Luisa pasaba muchas tardes en El Mirador e incluso se quedaba a dormir en la casa más de un fin de semana de las primaveras y los veranos. Lavinia y ella hablaban sin parar, como cotorras encaramadas a los bancos del jardín. Se regalaban buganvillas en flor y bouquets de primavera arrancados de los matorrales salvajes, que retorcían en sus manos. Guardaban luego las flores más vivas entre las páginas de las novelas románticas que leían por las noches, y que se intercambiaban semana a semana. Se hacían confesiones, se mostraban unos diarios íntimos llenos de pensamientos pueriles y sentimientos rosados y pedantes, hablaban de las cosas más intrascendentes como si les fuera la vida en ello, con la pasión propia de chiquillas. Reían inconteniblemente con cualquier tontería. Lloraban abrazadas al reconciliarse tras las peleas definitivas y despiadadas que sólo ocurren en el fragor primario de la adolescencia. Dormían juntas la una en brazos de la otra, murmurándose ternuras al oído. En realidad, el primer beso fue sencillo: apenas un ensayo, una prueba casi carente de erotismo, que tuvo más que ver con la ternura de la amistad que con algún fuerte impulso de Lesbos. Pero para ambas fue la señal del repentino despertar de la sexualidad. Aun cuando siempre guardarían la intimidad de su recuerdo, no sintieron vergüenza alguna; antes al contrario, les intrigó la paulatina exploración de los cuerpos, les sorprendieron, no, les encantaron las respuestas de los sentidos todavía adormilados en el mínimo secreto de la masturbación (tan ocasional e inexperta en el caso de Lavinia). Se preguntaban, intrigadas, lo que sentirían en brazos de un chico, qué sensaciones les produciría un pene en erección, ese instrumento terrorífico de alguno de los dibujos entrevistos en los papeles del príncipe Carolo o analizados en las fotografías de dioses griegos recogidas en las enciclopedias; qué experimentarían ante un cuerpo lleno de pelos y de recovecos angulosos, ante unas mejillas mal afeitadas como las de Hans musculillos. Se pinchaban la cara y el estómago con el cepillo del pelo (e incluso en un par de ocasiones, con un resto de papel de lija abandonado) para ver qué se sentía: acababan por estallar en interminables carcajadas y, con el masoquismo propio del exceso sensorial, la cosa terminaba en cosquillas, derrengadas las dos sobre la cama, muertas de risa.

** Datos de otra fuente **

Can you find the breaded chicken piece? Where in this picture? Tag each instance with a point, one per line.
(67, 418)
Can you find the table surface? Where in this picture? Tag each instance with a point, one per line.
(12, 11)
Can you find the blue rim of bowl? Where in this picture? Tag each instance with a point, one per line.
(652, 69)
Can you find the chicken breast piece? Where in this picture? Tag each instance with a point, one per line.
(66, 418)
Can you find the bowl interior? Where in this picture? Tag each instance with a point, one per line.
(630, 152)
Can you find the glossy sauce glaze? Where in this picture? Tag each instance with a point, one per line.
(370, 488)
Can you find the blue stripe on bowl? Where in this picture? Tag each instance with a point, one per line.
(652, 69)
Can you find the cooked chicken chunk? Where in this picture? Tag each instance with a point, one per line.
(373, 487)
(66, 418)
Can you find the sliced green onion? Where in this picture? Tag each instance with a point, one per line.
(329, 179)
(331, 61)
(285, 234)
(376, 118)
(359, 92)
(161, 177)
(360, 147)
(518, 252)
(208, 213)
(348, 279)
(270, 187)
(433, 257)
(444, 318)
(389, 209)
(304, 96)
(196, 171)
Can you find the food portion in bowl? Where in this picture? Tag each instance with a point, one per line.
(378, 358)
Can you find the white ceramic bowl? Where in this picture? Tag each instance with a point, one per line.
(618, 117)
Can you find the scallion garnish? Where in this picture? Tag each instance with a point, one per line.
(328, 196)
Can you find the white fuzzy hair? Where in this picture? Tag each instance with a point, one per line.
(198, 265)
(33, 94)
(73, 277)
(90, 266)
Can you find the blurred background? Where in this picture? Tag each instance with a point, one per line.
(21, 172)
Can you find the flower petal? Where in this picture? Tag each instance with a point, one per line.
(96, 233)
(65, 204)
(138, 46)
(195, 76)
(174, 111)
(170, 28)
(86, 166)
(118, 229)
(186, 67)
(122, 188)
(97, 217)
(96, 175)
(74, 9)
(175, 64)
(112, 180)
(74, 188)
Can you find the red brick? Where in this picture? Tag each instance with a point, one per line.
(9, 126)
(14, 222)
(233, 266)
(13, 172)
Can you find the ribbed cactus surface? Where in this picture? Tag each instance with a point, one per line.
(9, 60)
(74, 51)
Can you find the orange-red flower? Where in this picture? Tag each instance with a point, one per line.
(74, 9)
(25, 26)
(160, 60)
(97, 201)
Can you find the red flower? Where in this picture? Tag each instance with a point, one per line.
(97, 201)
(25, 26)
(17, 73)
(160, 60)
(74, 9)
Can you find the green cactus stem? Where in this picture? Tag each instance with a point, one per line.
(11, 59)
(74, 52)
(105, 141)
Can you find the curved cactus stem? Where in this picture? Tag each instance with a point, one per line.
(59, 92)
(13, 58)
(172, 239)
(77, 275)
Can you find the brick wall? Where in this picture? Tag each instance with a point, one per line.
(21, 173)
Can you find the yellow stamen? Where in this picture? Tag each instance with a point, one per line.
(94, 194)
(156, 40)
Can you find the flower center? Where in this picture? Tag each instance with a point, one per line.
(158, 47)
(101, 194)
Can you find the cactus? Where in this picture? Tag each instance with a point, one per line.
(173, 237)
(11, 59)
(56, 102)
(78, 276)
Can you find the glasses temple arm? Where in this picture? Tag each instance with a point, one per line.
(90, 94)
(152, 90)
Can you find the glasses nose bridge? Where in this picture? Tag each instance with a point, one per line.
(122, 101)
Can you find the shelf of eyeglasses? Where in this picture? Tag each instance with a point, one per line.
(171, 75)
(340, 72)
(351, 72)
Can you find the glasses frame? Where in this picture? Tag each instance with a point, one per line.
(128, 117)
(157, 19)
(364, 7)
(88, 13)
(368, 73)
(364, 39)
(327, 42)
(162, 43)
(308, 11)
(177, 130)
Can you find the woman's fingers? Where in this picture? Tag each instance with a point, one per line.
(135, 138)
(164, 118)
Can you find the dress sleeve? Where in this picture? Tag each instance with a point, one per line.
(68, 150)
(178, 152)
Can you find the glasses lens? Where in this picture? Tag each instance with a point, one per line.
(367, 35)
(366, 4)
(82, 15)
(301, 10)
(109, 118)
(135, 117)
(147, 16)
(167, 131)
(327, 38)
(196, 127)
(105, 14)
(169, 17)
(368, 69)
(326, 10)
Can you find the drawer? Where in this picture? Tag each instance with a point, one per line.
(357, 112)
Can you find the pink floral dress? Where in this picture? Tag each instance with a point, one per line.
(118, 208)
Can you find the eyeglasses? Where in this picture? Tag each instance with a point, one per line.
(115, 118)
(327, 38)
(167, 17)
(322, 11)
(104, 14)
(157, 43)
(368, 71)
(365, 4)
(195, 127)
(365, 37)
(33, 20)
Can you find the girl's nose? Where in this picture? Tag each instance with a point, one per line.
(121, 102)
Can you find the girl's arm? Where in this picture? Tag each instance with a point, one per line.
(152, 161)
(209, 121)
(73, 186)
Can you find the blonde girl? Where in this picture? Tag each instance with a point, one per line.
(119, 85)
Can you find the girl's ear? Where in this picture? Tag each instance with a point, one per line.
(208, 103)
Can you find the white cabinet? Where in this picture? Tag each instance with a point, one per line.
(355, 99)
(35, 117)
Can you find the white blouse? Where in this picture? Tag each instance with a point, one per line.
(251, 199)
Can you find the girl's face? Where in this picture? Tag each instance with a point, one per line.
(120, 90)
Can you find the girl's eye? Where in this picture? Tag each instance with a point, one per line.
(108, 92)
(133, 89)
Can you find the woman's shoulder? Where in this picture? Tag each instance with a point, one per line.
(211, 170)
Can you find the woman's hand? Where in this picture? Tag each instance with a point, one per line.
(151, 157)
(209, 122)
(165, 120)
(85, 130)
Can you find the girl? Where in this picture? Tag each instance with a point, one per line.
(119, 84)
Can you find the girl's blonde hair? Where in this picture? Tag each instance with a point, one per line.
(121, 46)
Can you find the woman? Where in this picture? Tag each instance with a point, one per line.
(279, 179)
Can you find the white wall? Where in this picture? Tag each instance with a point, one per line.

Los muchachos de su edad hubieran tenido poco que hacer frente a este torbellino de sensualidad a la busca de experiencias adultas si realmente las chicas lo hubieran exteriorizado. Pero eran demasiado jóvenes y las inhibiciones las atenazaban. Las aventuras libertarias, las imaginadas piruetas sexuales se quedaban en sueños misteriosos y secretos; en verdad, secretos de alcoba. El pobre Guillem, perrito faldero de tantos años, se libró in extremis de resultar elegido como víctima propiciatoria, pero fue por milagro puesto que, de todos modos, siempre estaba ahí, disponible para lo que ordenara Lavinia.